Plasmid transformation of E. coli was performed according to the documented chemical transformation method (Cohen et al., 1972; Sun et al., 2013). When the cell culture was grown in LB medium, to an OD₆₀₀ of 0.4, cell pellets were collected by centrifugation, washed with 100 mM CaCl₂ solution twice, and resuspended in 100 mM CaCl₂ solution on ice. Plasmid was transferred into the competent E. coli cell with heat shock for 90 s, and transformants were screened on LB plates supplemented with ampicillin (100 μg/ml).

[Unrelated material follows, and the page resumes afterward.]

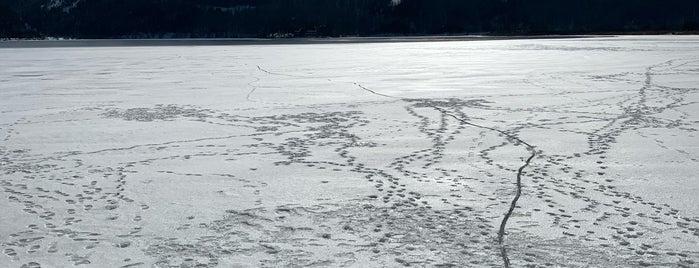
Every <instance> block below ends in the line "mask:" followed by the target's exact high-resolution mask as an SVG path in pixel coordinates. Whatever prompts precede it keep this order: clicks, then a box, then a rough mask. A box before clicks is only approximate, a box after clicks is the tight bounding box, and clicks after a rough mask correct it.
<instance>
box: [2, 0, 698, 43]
mask: <svg viewBox="0 0 699 268" xmlns="http://www.w3.org/2000/svg"><path fill="white" fill-rule="evenodd" d="M698 10H699V1H697V0H566V1H561V0H402V1H398V0H120V1H114V0H63V1H61V0H0V38H46V37H65V38H235V37H262V38H285V37H326V36H394V35H457V34H487V35H538V34H595V33H667V32H692V31H697V30H698V29H699V27H698V25H697V22H698V21H699V13H697V11H698Z"/></svg>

Plasmid transformation of B. subtilis was performed by using the Spizizen’s method (Anagnostopoulos and Spizizen, 1961). A single colony of B. subtilis was inoculated into 5 ml GM1 medium. The overnight grown culture was transferred to 5 ml of fresh GM1 at an inoculum of 0.2% (v v^–1). The bacterial culture was further grown to the end of exponential stage (1∼2 h) before being transferred to 5 ml of the GM2 medium. After 1∼2 h of incubation in GM2 supplemented with or without 1% xylose, plasmid DNA was added to the cell culture before screening on plates supplemented with kanamycin (50 μg/ml) or erythromycin (25 μg/ml).

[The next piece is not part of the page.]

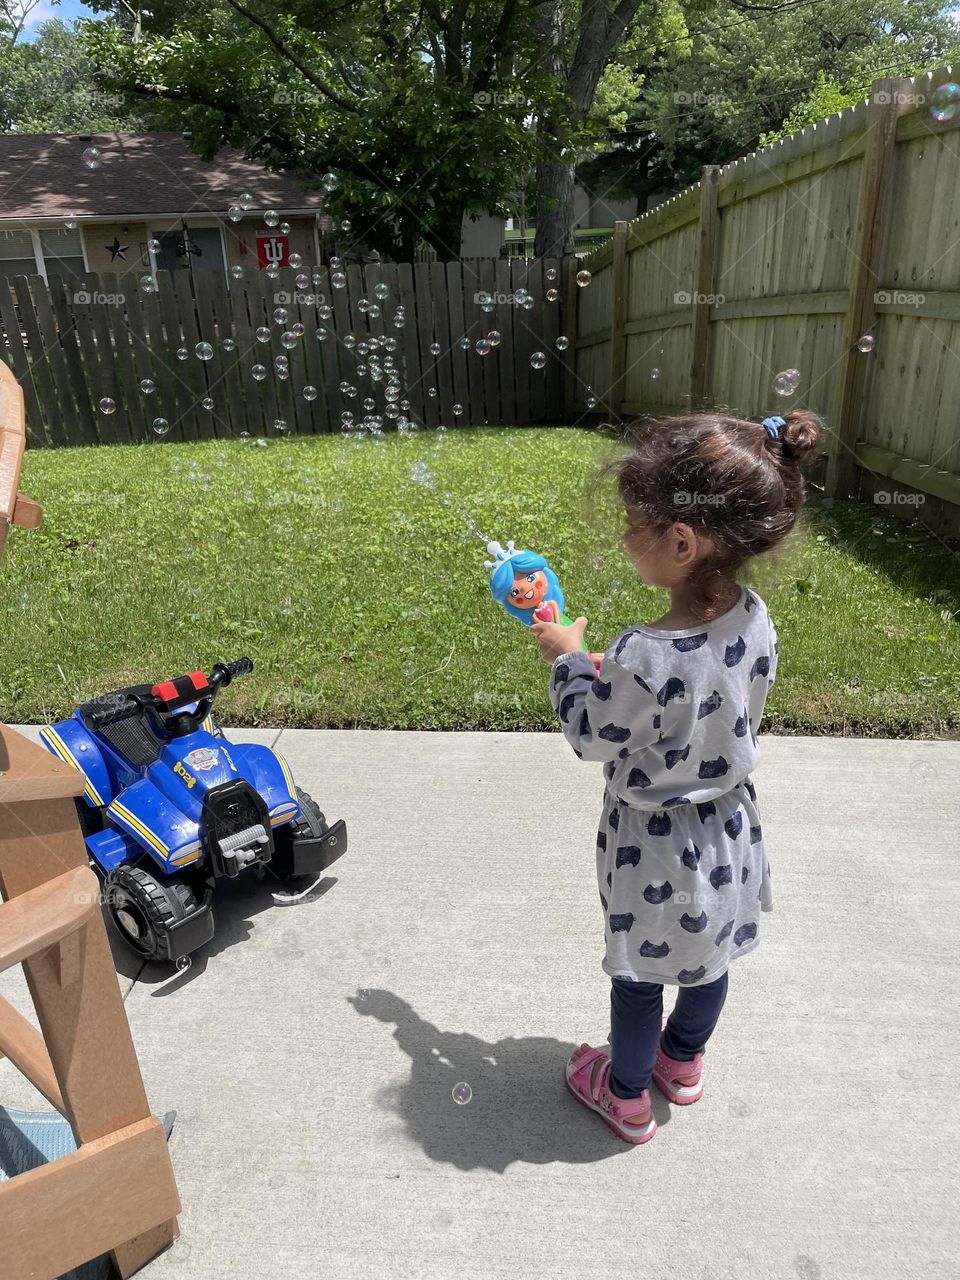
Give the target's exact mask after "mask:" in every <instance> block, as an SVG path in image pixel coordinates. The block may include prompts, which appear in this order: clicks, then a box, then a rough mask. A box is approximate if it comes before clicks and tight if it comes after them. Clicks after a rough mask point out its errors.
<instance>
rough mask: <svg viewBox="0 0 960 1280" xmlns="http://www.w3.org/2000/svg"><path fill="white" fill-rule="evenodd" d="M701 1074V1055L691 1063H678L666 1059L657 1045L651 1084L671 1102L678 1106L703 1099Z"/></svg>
mask: <svg viewBox="0 0 960 1280" xmlns="http://www.w3.org/2000/svg"><path fill="white" fill-rule="evenodd" d="M664 1025H666V1023H664ZM701 1074H703V1053H698V1055H696V1057H695V1059H694V1060H692V1061H691V1062H678V1061H677V1060H676V1059H672V1057H667V1055H666V1053H664V1052H663V1050H662V1048H660V1047H659V1044H658V1046H657V1057H655V1059H654V1064H653V1083H654V1084H655V1085H657V1088H658V1089H659V1091H660V1093H663V1094H664V1096H666V1097H668V1098H669V1101H671V1102H676V1103H678V1105H680V1106H689V1105H690V1103H691V1102H699V1101H700V1098H701V1097H703V1079H701Z"/></svg>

Plasmid transformation of P. polymyxa was performed by using our previously established method (Shen et al., 2018). A fresh single colony of P. polymyxa was inoculated into LB medium and incubated at 37°C overnight. The overnight grown culture was inoculated into 50 ml of fresh LB supplemented with 20 mM sorbitol. Exponentially growing cells were collected by centrifugation and washed with the precooled solution A three times, followed by resuspension in the solution B. Plasmid isolated from either B. subtilis or P. polymyxa was transformed into 50 μl aliquots of electrocompetent cells. Transformation efficiency was calculated as the number of transformants per μg of plasmid DNA. Refer to the Supplementary Materials for more details about plasmid transformation of P. polymyxa.

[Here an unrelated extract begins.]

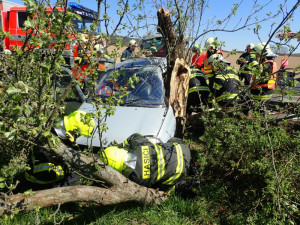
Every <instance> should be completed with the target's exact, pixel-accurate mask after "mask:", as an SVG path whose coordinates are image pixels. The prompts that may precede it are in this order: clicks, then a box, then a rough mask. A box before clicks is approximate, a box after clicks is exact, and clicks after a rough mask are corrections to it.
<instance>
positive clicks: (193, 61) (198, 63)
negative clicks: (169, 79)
mask: <svg viewBox="0 0 300 225" xmlns="http://www.w3.org/2000/svg"><path fill="white" fill-rule="evenodd" d="M192 52H193V53H195V54H194V55H193V57H192V66H194V67H196V68H199V67H200V66H201V65H202V64H203V57H200V56H201V53H202V49H201V47H200V45H199V44H195V45H194V46H193V48H192Z"/></svg>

The temperature-sensitive plasmid pRN5101 was previously used in deleting chromosomal gene in P. polymyxa SC2 (Zhang et al., 2013). A derivative of pRN5101 (pRN5101-1) for deleting genes encoding PpoAI was constructed by inserting the DNA fragment containing a kanamycin resistance gene flanked by upstream and downstream of genes encoding PpoAI into the vector by using the one-step cloning kit (Vazyme Biotech Co., Ltd.). To examine transformability of P. polymyxa, pWBUC02 conferring erythromycin resistance was constructed by ligating the DNA fragment containing an erythromycin resistance gene from pRN5101 with linearized and egfp-deleted plasmid pWBUC-egfp. Refer to Supplementary Materials for details about construction of pRN5101-1 and pWBUC02. To construct the ppoAI deletion mutant, pRN5101-1 was isolated from E. coli DH5α and then transformed into B. subtilis with the Spizzen’s method as described. pRN5101-1 from B. subtilis was then electroporated into P. polymyxa and screened on LB-agar plates supplemented with erythromycin (25 μg/ml). Transformants were cultured with shaking at a speed of 180 rpm in LB supplemented with kanamycin (50 μg/ml) at 37°C. Every 12 h, 1% (v v^–1) of the culture was inoculated into fresh LB medium containing kanamycin (50 μg/ml) and incubated with shaking at 37°C. After three rounds of inoculations, the serial diluted cell culture was spread on LB agar plates supplemented with kanamycin (50 μg/ml), followed by screening for colonies unable to grow on LB plates containing erythromycin (25 μg/ml) at 30°C. Kanamycin-resistant erythromycin-sensitive colonies were selected and examined through colony PCR with the primer pair P11–P12.